Paytm CEO Vijay Shekhar Sharma today took to Twitter to complain about his iPhone X, which seemed to only show a loading icon. “My iPhoneX is in this state since yesterday evening. All, multiple combos of hold key press, haven’t worked to restart it !,” he tweeted, while sharing a video of the offending device. 

Now consumer complaints aren’t unusual on Twitter — indeed, at times it can appear that the purpose of the entire site is to publicly shame companies into get them to respond to problems users have. But while Apple didn’t respond to Sharma’s complaint — the company is famously reticent on social media — he did receive a reply from another phone manufacturer.

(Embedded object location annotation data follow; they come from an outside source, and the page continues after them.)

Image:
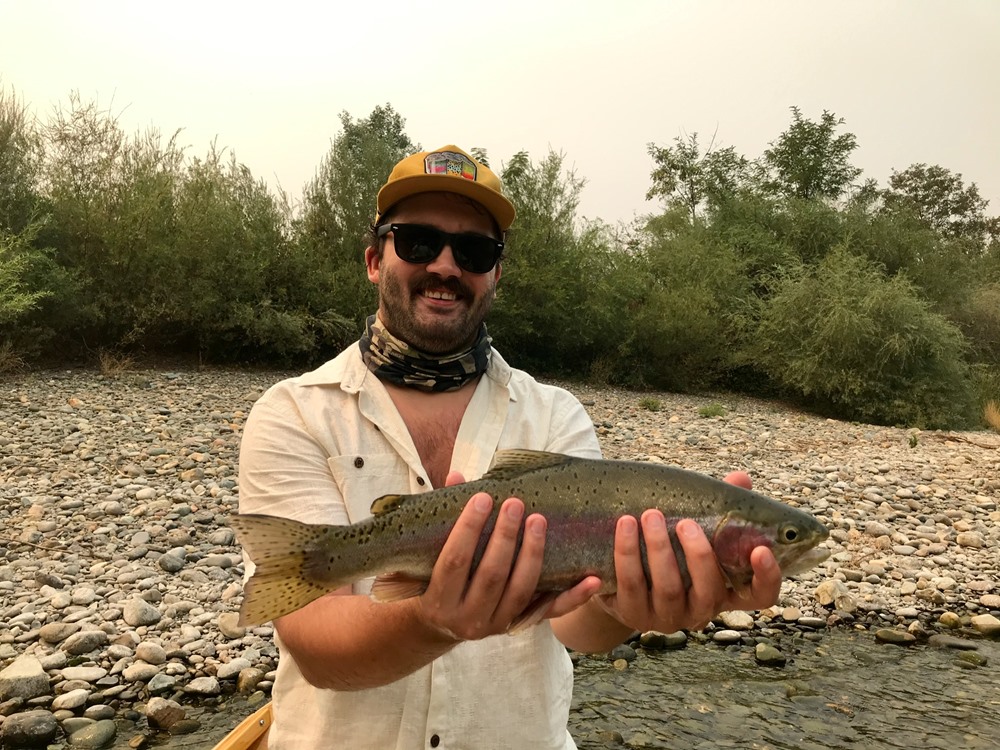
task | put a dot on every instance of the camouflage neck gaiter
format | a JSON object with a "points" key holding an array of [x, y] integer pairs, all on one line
{"points": [[399, 363]]}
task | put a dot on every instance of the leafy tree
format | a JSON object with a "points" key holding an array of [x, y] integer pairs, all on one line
{"points": [[16, 297], [848, 339], [940, 199], [339, 205], [20, 155], [559, 299], [685, 177], [809, 160], [687, 318]]}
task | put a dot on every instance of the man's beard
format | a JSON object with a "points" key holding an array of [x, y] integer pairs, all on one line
{"points": [[433, 334]]}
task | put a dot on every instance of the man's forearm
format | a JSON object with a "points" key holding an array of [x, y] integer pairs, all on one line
{"points": [[349, 642], [590, 629]]}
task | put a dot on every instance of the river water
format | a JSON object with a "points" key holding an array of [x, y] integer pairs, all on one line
{"points": [[843, 691]]}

Xiaomi India head Manu Kumar Jain replied to Sharma’s tweet, telling him that this might be an opportune time to ditch Apple. “Maybe it’s a signal – time to switch to the No. 1 smartphone brand in India!,” he said. Xiaomi had recently become India’s largest selling smartphone brand, displacing Samsung. And Jain even threw in an offer that Sharma would find hard to refuse. “I would be happy to send one to you personally,” he offered.

But even as it was still unclear whether the Paytm CEO would take up Manu Kumar Jain on his offer, he was being courted by another brand. Sharma’s tweet and Jain’s response had drawn the attention of the rest of Twitter, who were chiming in with their suggestions. When a user suggested that Sharma switch to a OnePlus instead, OnePlus’s official Twitter account  decided to join in, telling him that he wouldn’t regret his choice.

While Sharma at the moment is playing hard-t0-get — he’s replied to advances from both companies with happy emojis — it shows how cutthroat the phone business is at the moment, and how companies will stop at nothing to get a leg up over the competition. And this isn’t even the first time Manu Kumar Jain has offered free Xiaomi phones to people complaining about Apple devices — last year, he’d offered a free Redmi Note 4 to CommonFloor cofounder Sumit Jain when he said he was having battery issues with his iPhone 6.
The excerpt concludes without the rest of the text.